One of the delights of this habit has been the intimacy I now have with our local beach as its moods change across the year. I have brought a treasure from the beach to show you. It is a paper nautilus shell. Although I grew up on the Peninsula and I have spent lots of time walking on the beach, I have only ever found three of these shells. On each occasion, it has been at this time of year, just after a violent storm. I have stumbled upon each one, partially buried in sand and seaweed and have lifted it up to find, to my disbelief, its shining, delicate perfection. That something so fragile can withstand the force of the stormy sea is miraculous.

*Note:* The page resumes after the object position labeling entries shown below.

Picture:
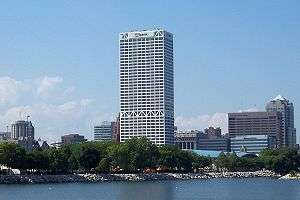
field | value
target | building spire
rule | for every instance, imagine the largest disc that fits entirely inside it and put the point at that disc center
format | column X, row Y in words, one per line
column 279, row 97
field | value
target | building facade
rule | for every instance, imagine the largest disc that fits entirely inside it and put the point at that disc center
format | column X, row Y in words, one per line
column 22, row 130
column 197, row 140
column 256, row 123
column 72, row 139
column 286, row 108
column 104, row 131
column 213, row 131
column 187, row 140
column 252, row 143
column 115, row 130
column 147, row 86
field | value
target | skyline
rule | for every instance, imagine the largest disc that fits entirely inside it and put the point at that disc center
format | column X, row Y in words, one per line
column 60, row 66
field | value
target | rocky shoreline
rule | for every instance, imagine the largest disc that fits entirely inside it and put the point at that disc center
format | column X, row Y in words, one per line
column 97, row 178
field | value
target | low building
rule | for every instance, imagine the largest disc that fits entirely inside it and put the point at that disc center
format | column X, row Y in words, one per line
column 198, row 140
column 256, row 123
column 5, row 135
column 104, row 131
column 187, row 139
column 22, row 130
column 252, row 143
column 214, row 144
column 72, row 139
column 213, row 131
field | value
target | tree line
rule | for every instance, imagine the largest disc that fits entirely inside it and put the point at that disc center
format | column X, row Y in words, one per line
column 136, row 155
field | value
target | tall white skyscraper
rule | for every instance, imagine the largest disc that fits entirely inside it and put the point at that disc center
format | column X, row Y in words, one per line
column 286, row 108
column 147, row 86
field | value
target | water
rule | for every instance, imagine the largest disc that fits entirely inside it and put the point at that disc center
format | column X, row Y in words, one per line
column 214, row 189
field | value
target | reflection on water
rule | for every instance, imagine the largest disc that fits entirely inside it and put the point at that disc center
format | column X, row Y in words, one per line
column 146, row 191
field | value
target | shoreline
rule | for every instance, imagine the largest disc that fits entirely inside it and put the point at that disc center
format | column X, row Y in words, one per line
column 99, row 178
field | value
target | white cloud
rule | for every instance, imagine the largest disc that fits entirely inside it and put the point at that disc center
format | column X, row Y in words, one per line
column 10, row 90
column 46, row 85
column 200, row 122
column 53, row 107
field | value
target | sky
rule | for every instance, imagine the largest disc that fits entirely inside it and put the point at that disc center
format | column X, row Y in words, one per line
column 59, row 59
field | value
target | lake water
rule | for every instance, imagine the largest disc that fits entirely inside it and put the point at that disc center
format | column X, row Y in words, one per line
column 213, row 189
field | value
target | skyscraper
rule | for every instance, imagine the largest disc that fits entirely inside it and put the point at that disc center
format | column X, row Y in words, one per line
column 147, row 86
column 286, row 108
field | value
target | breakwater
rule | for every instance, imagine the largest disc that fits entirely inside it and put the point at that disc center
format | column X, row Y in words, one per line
column 95, row 178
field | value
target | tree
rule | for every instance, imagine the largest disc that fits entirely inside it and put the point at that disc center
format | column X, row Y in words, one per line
column 38, row 160
column 143, row 153
column 58, row 161
column 168, row 157
column 89, row 158
column 119, row 156
column 104, row 165
column 12, row 155
column 281, row 160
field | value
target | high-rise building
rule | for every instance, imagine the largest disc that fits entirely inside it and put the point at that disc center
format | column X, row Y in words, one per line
column 286, row 108
column 103, row 132
column 72, row 139
column 252, row 143
column 256, row 123
column 22, row 130
column 211, row 131
column 115, row 130
column 147, row 86
column 201, row 141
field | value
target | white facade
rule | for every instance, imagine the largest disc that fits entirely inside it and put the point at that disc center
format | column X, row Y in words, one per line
column 252, row 143
column 103, row 132
column 147, row 86
column 286, row 108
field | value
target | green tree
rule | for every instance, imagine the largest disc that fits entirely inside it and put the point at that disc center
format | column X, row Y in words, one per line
column 12, row 155
column 38, row 160
column 104, row 166
column 89, row 158
column 119, row 156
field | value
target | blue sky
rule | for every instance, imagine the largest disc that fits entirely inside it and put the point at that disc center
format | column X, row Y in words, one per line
column 229, row 56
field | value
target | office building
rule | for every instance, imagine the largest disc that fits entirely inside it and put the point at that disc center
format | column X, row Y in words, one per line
column 187, row 140
column 72, row 139
column 256, row 123
column 103, row 132
column 213, row 131
column 22, row 130
column 194, row 139
column 115, row 130
column 252, row 143
column 147, row 86
column 213, row 144
column 286, row 108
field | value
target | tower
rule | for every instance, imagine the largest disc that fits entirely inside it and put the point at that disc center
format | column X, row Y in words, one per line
column 286, row 108
column 147, row 86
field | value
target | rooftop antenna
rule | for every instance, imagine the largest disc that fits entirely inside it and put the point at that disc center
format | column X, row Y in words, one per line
column 20, row 115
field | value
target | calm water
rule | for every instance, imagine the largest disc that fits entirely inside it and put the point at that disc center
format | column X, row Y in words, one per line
column 225, row 189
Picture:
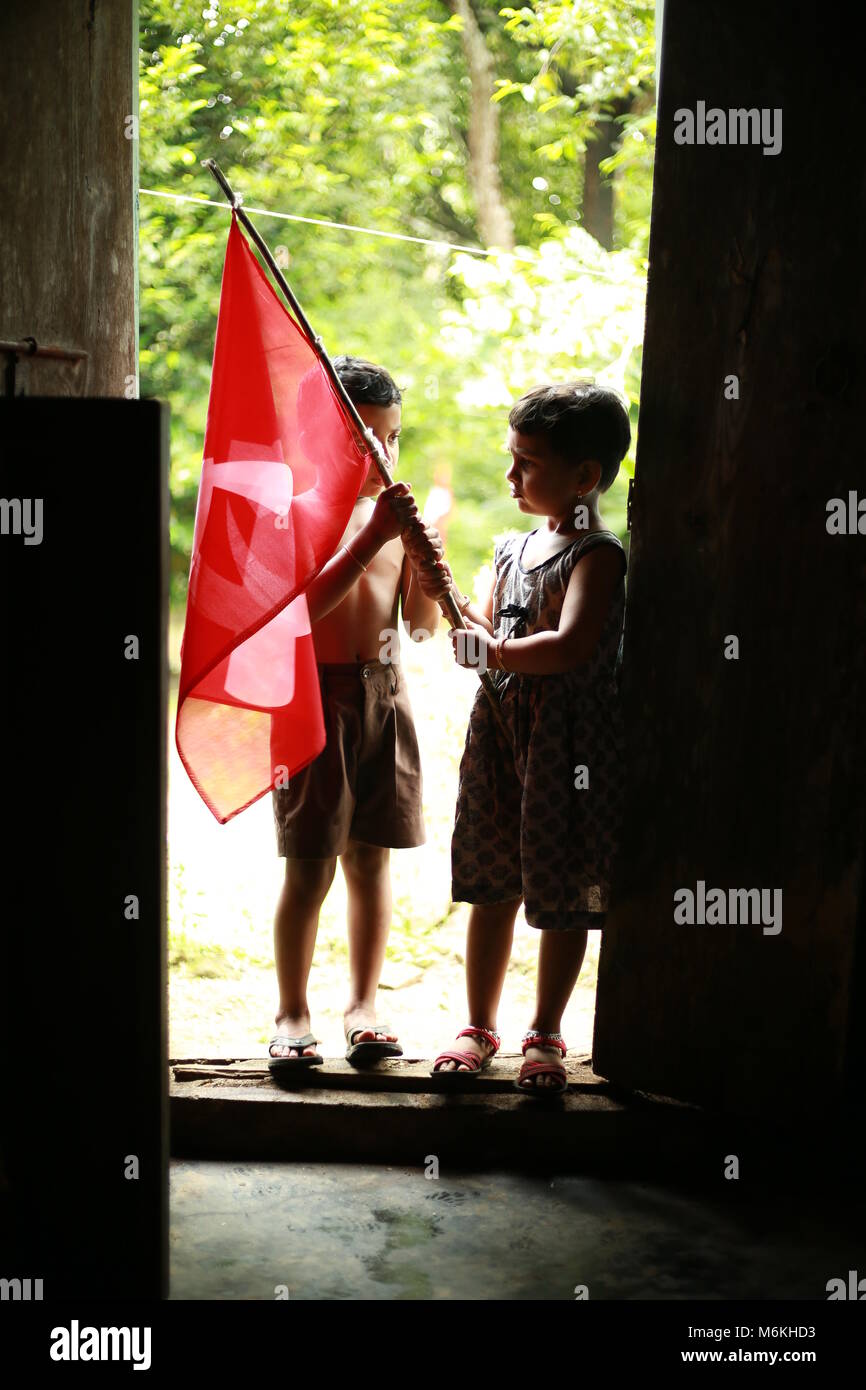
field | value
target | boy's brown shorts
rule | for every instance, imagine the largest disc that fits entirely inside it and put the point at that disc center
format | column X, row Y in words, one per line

The beauty of a paper nautilus shell and the unanticipated delight of finding one always makes me think of the parables we heard today.
Jesus said that the kingdom of heaven is;
- like a treasure found hidden in a field,
- like a merchant who sells all he has to buy the pearl of great value,
- like a net that was thrown into the sea and caught fish of every kind.
And for me, the kingdom of heaven is like a paper nautilus shell; delicate and strong, fragile and resilient. If we want to find one, we must go to the beach in the coldest, darkest time of year. We must go there and walk, even though we may search for a long time and find nothing. A paper nautilus shell is pure gift. Finding one cannot be predicted or controlled but sometimes, in the turmoil that follows a storm, when rubbish of all kinds is strewn across the sand, you will find one, glowing and beautiful perfect and precious.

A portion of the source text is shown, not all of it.